Earlier this year at Two5six, Rana el Kaliouby explained how many of our interactions with machines are dotted with frustration. "I hated Clippy," she said of the annoying Microsoft Office assistant, a sentiment echoed by many. While el Kaliouby was seeking to fix those interactions on the software side with the creation of emotion-sensing programs at Affectiva, one of el Kaliouby's former colleagues at MIT is exploring those interactions on the robotics side.
Dr. Cynthia Brazeal started looking at social robotics in the 90s as a graduate student and her work led to the creation of Kismet, an expressive robot face that was designed to interact with small children. Now Brazeal is back with JIBO, which she is calling the "world's first family robot."
One foot tall with a programmable LCD screen, JIBO is designed to be a domestic helper, alerting you when emails come in or taking family photos. But it's the more subtle gestures like tilting its robotic head and picking up natural cues like human movement that Brazeal hopes is the draw. Even the language Brazeal uses to describe JIBO is an attempt to anthropomorphize. JIBO is a male, is "polite," and has "heart." (No word on if JIBO has a soul.)

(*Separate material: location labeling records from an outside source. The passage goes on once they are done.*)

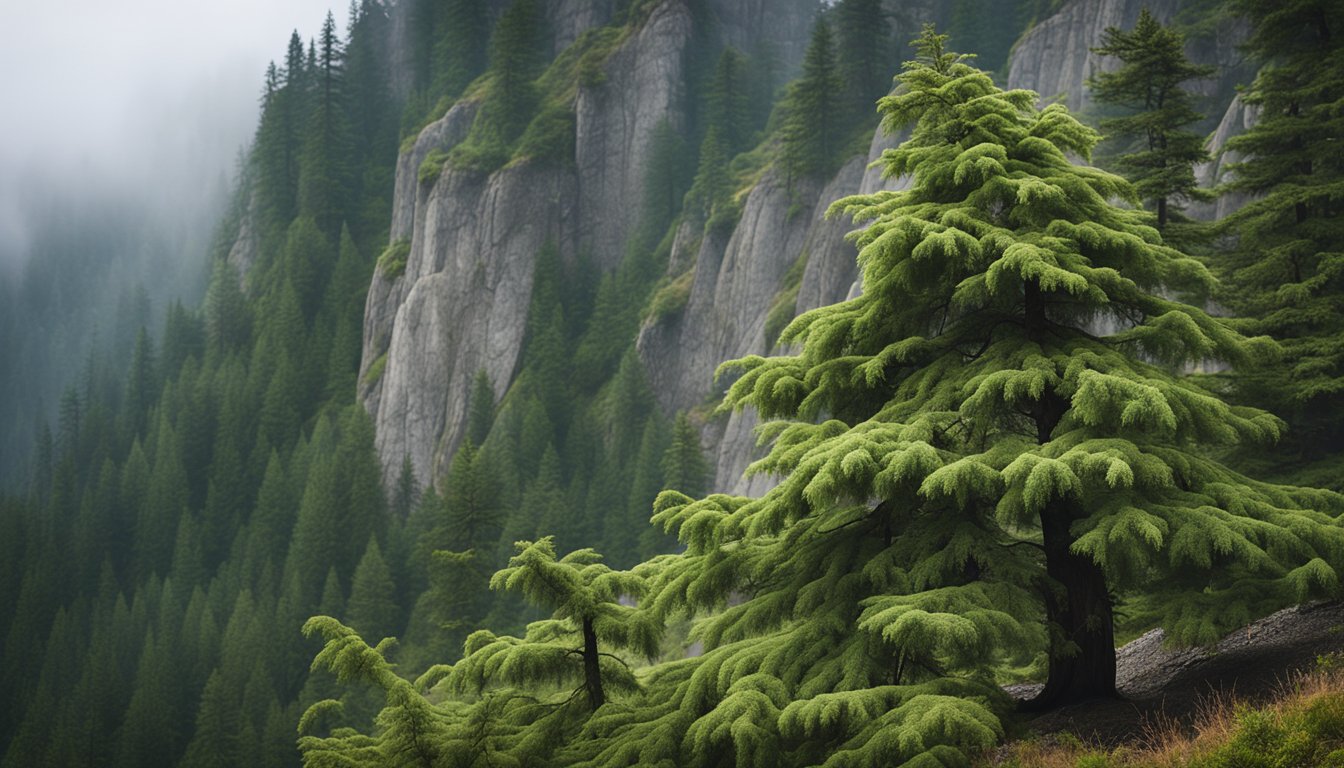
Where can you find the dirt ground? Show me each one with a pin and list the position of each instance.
(1168, 686)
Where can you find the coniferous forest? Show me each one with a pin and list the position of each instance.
(1082, 393)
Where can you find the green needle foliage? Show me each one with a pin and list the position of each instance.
(588, 618)
(510, 702)
(1159, 155)
(812, 133)
(969, 471)
(1286, 268)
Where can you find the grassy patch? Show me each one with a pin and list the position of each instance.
(393, 260)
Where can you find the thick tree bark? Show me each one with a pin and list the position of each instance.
(1078, 608)
(1082, 642)
(592, 670)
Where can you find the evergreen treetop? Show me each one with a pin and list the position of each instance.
(812, 131)
(1163, 154)
(971, 470)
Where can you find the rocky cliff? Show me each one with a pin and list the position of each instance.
(461, 303)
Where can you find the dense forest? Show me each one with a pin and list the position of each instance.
(1062, 410)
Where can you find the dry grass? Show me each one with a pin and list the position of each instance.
(1303, 725)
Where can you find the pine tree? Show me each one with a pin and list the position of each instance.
(372, 596)
(961, 455)
(325, 172)
(812, 129)
(683, 464)
(585, 597)
(1285, 269)
(460, 51)
(863, 57)
(227, 318)
(516, 57)
(215, 741)
(1160, 154)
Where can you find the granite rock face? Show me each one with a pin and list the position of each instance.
(1054, 58)
(461, 303)
(616, 120)
(737, 279)
(1238, 119)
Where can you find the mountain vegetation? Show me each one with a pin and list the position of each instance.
(989, 463)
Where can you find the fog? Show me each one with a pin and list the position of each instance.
(144, 102)
(120, 133)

JIBO is an experiment (and a $600 one at that), but he points to future of our engagements with robots, Brazeal says. “The next stage in computing is emotion," she told the Times. And lately game designers like Journey's Jenova Chen and Beyond: Two Souls creator David Cage have echoed a similar refrain. "I think of my games as something that’ll communicate a strong emotion to make people’s lives better," Chen told me last year.
And maybe JIBO's the next step in that process. If Spike Jonze's Her is any indication of the relationships we'll have someday, let's hope that JIBO doesn't break too many hearts.